Arianee : la blockchain pour lutter contre les faux dans le luxe

Lancée en 2017, la société française Arianee s’est donné pour mission de mettre la blockchain (technologie sécurisée de stockage et de transmission décentralisée des données) au service de l’authentification des produits de luxe, forte d’une équipe composée d’anciens de LVMH, Kering, Richemont et Vestiaire Collective.
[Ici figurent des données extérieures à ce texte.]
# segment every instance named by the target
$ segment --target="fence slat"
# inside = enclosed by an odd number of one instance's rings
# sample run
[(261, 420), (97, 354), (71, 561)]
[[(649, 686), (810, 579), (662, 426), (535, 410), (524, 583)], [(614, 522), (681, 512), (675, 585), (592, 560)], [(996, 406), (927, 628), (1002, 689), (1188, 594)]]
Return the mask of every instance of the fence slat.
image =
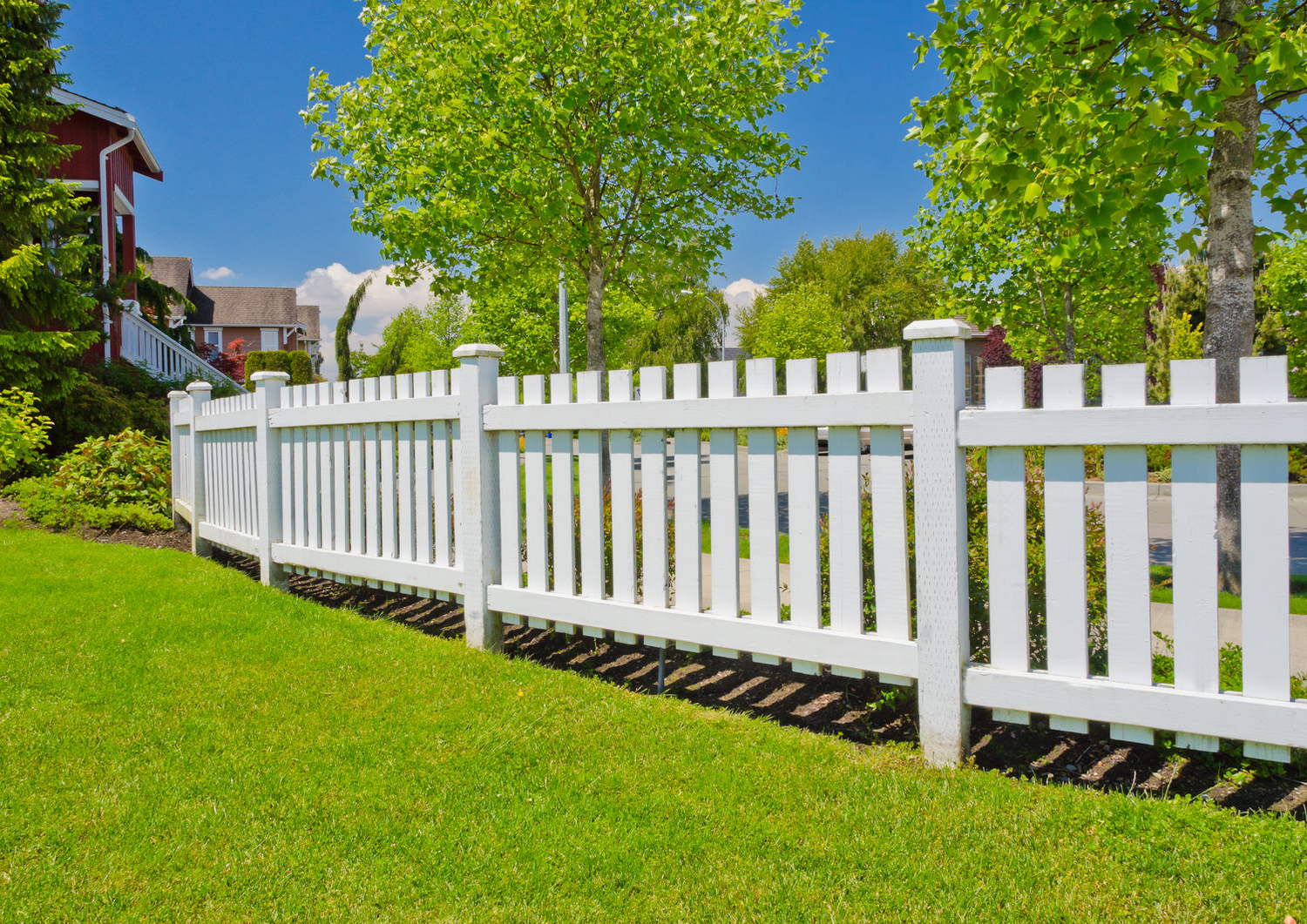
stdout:
[[(518, 376), (499, 376), (498, 403), (518, 404)], [(516, 431), (505, 430), (498, 443), (499, 582), (505, 587), (521, 587), (521, 460)]]
[[(786, 361), (786, 393), (817, 393), (817, 361)], [(821, 497), (817, 491), (817, 430), (789, 427), (789, 621), (821, 629)], [(812, 661), (791, 661), (800, 673), (817, 673)]]
[[(732, 359), (708, 363), (708, 397), (736, 396), (736, 365)], [(740, 616), (740, 452), (736, 431), (708, 430), (708, 529), (712, 537), (710, 576), (712, 597), (708, 612)], [(738, 657), (733, 648), (714, 648), (714, 655)]]
[[(1103, 406), (1146, 403), (1142, 365), (1103, 366)], [(1148, 557), (1148, 451), (1103, 447), (1103, 516), (1107, 532), (1107, 676), (1153, 682), (1153, 616)], [(1119, 741), (1153, 744), (1153, 729), (1111, 725)]]
[[(521, 403), (545, 403), (545, 376), (528, 375), (521, 380)], [(525, 494), (527, 494), (527, 587), (549, 589), (549, 484), (545, 461), (545, 431), (527, 430)]]
[[(744, 365), (748, 397), (776, 393), (776, 361), (749, 359)], [(752, 427), (746, 433), (749, 459), (749, 616), (780, 622), (780, 518), (776, 504), (776, 431)], [(753, 660), (778, 664), (774, 656)]]
[[(867, 391), (903, 391), (902, 348), (867, 353)], [(876, 587), (876, 633), (895, 639), (912, 635), (912, 604), (907, 574), (907, 490), (903, 429), (873, 426), (868, 431), (872, 491), (872, 576)], [(906, 686), (911, 678), (881, 674), (882, 684)]]
[[(450, 395), (448, 370), (431, 372), (431, 395)], [(454, 427), (448, 421), (431, 422), (431, 536), (435, 544), (435, 563), (450, 567), (454, 563)]]
[[(640, 369), (640, 401), (667, 400), (667, 369)], [(667, 531), (667, 431), (640, 430), (640, 529), (643, 541), (643, 592), (650, 606), (668, 602)], [(644, 644), (667, 647), (667, 639), (644, 636)]]
[[(600, 372), (576, 374), (576, 403), (599, 404)], [(576, 433), (576, 494), (580, 512), (580, 593), (604, 599), (604, 460), (599, 430)], [(587, 626), (587, 630), (589, 627)], [(587, 631), (587, 634), (589, 634)]]
[[(1085, 367), (1044, 366), (1044, 406), (1085, 404)], [(1085, 588), (1085, 447), (1044, 450), (1044, 554), (1048, 587), (1048, 673), (1089, 677), (1089, 609)], [(1084, 734), (1089, 723), (1048, 716), (1050, 728)]]
[[(403, 400), (413, 397), (413, 374), (405, 372), (395, 376), (395, 397)], [(400, 541), (397, 554), (400, 561), (416, 561), (413, 555), (413, 422), (400, 421), (395, 425), (395, 478), (396, 478), (396, 506), (399, 514)], [(412, 587), (400, 586), (400, 593), (412, 593)]]
[[(857, 353), (826, 357), (826, 391), (855, 395), (861, 371)], [(857, 427), (830, 427), (826, 438), (830, 540), (830, 627), (863, 634), (863, 473)]]
[[(549, 403), (571, 404), (571, 375), (554, 372), (549, 376)], [(554, 511), (554, 592), (576, 596), (576, 527), (572, 494), (572, 435), (567, 430), (554, 430), (549, 440), (553, 464)], [(532, 623), (536, 625), (536, 623)]]
[[(608, 400), (631, 400), (633, 375), (629, 370), (608, 374)], [(613, 600), (635, 602), (635, 434), (613, 430), (608, 434), (609, 464), (613, 470)], [(633, 644), (635, 636), (618, 636)]]
[[(987, 369), (989, 410), (1019, 410), (1026, 399), (1023, 366)], [(991, 663), (1004, 670), (1030, 669), (1030, 604), (1026, 565), (1026, 451), (995, 446), (987, 454), (985, 503), (989, 528)], [(996, 721), (1030, 723), (1019, 710), (993, 711)]]
[[(1213, 359), (1171, 363), (1171, 404), (1216, 404)], [(1217, 623), (1217, 450), (1171, 448), (1172, 612), (1175, 689), (1217, 693), (1221, 687)], [(1216, 750), (1219, 740), (1178, 732), (1175, 744)]]
[[(1239, 401), (1282, 404), (1289, 397), (1285, 357), (1239, 359)], [(1243, 497), (1243, 691), (1289, 699), (1289, 447), (1246, 446), (1239, 456)], [(1281, 745), (1248, 741), (1246, 757), (1287, 762)]]
[[(676, 400), (701, 397), (698, 363), (677, 363), (672, 370)], [(699, 498), (703, 476), (699, 472), (699, 431), (676, 430), (672, 435), (676, 478), (676, 608), (703, 610), (703, 533)], [(680, 644), (677, 647), (681, 647)]]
L'interface de l'outil - Arianee

Arianee entend mettre sur pied le premier registre de certificats numériques à l’échelle mondiale. Un dispositif anonyme et permanent qui doit permettre à tout utilisateur, qu’il s’agisse d’une marque ou d’un client, de retrouver les informations portant sur l’ensemble du chemin suivi par son produit. Seules les personnes pouvant prouver leur légitimité peuvent apporter de nouvelles informations aux registres. Des modifications qui devront être validées par les autres utilisateurs à différents « nœuds de sécurité » du processus, garantissant la validité des informations.

Dans les faits, un client se crée un compte anonyme (un vault, cf. schéma ci-dessous) auquel il ajoute ses produits (smart asset) en renseignant les données associées à ces derniers (numéro de série, label de sécurité, RFID…). De son côté, la marque doit s’authentifier pour créer un « data hub » public qui lui permettra notamment d’attribuer des certificats d’authenticité à ses clients et de valider la légitimité de certains revendeurs professionnels. Arianee a également vocation à devenir un point de contact sécurisant entre les clients, pour qui l’outil est gratuit, et les marques et revendeurs, qui ont accès à des services payants et peuvent développer leurs propres logiciels exploitant l’outil.


L'écosystème Arianee - Arianee

« Nous avons rencontré de nombreux cadres dirigeants travaillant au sein de groupes de luxe, indique Julien Romanetto, cofondateur d’Arianee. Beaucoup d’entre eux souhaitent collaborer avec Arianee car ils sont actuellement sans réponse aux problèmes auxquels nous nous attaquons. »

« C’est une révolution pour les maisons de luxe qui pourront désormais communiquer directement avec le propriétaire d’un produit, explique de son côté Jean-Marc Bellaiche, ex-dirigeant de Tiffany, qui a rejoint l’équipe. Jusqu’à présent, c’était en effet compliqué pour deux raisons : la part importante des produits de luxe qui sont offerts en cadeau ainsi que le développement rapide du marché de seconde main. »

La contrefaçon coûterait 4 200 milliards de dollars (3 600 milliards d'euros) et mettrait en péril 5,4 millions d’emplois d’ici à 2022, selon la Chambre de commerce internationale. Infalsifiable et rapide, la blockchain est progressivement adoptée par différents pans de l’industrie, dont l’univers textile, comme l’expliquait récemment à FashionNetwork.com le groupe Chargeurs.